Help Topics


Tutorial LSER-Database

Database LSERD

This database contains experimentally determined Linear Solvation Energy Relationship (LSER) descriptors, E (excess molar refraction), S (polarizability/dipolarity), A (solute hydrogen bond acidity), B and/or B0 (solute hydrogen bond basicity), and L (logarithmic gas-hexadecane partition coefficient) reported in the literature. The database also stores the McGowan’s molar volume V calculated for each compound from its molecular structure. These solute descriptors can be used, in combination with LSER equations or other types of polyparameter linear free energy relationships (pp-LFERs), to calculate partition coefficients for various systems.

LSER descriptors stored in this database have either been previously published in peer reviewed scientific papers or were taken from the ABSOLV data base assembled by Michael Abraham. We neither take responsibility for accuracy of the predictions that are made using the LSER descriptors from this database, nor do we guarantee correctness of stored values in comparison to those in the original papers or in the ABSOLV database.

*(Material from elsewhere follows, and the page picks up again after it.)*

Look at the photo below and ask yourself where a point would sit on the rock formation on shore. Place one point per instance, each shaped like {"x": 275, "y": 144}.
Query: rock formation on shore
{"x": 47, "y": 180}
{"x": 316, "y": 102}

Within the database we also provide the option to predict LSER descriptors for all neutral chemicals that are identified by a SMILES string. These QSPR predictions were developed by Trevor Brown and are calibrated on the basis of the descriptors stored in our database. Naturally the accuracy of QSPR-predicted descriptors is inferior to those that were derived from experimental data. We also provide information whether the searched chemical is within the application domain of the QSPR. Obviously, predictions outside the application domain must not be regarded as reliable in any sense.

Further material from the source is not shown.